I feel like a crazy stalker but I manage to play it cool in front of him and just tell myself all I want from him is a friendship and I just enjoy the attention he gives me.
He's extremely attractive and all the women have a crush on him at work. He even his a girlfriend at work but he chooses me to talk to constantly over her which I find odd. He's always running over to me at work to tell me something about his day and he doesn't have any other female friends at work besides me so I guess it makes me feel special but someone so attractive thinks highly of me.
he's also super rich and super humble about it too, he has a really cool life outside of work and I guess that's why people find him attractive too.
But I have a amazing boyfriend who I love very much and I feel like the worse person in world for liking this guy. He knows I have a crush on him but not to the extend that I do now before we used to just joke about it.

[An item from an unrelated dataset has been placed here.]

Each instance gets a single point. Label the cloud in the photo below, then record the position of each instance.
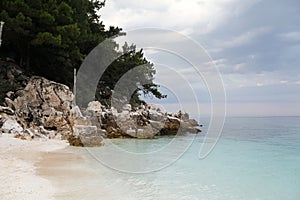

Me and my boyfriend have been together for 3 years and in that time I've only had eyes for him since now. I never found anyone else attractive but him before I met this guy.
I'm definitely not going to cheat or leave my boyfriend at all he's too good to me and sometimes I feel I don't deserve him. He treats me like a princess and he still manages to be a carer for his vulnerable family members and run a business and charity.
It's just 3 years isn't the same as the relationship was when we first started dating. Now we're to tired for sex and barley have it and were just like a married old couple.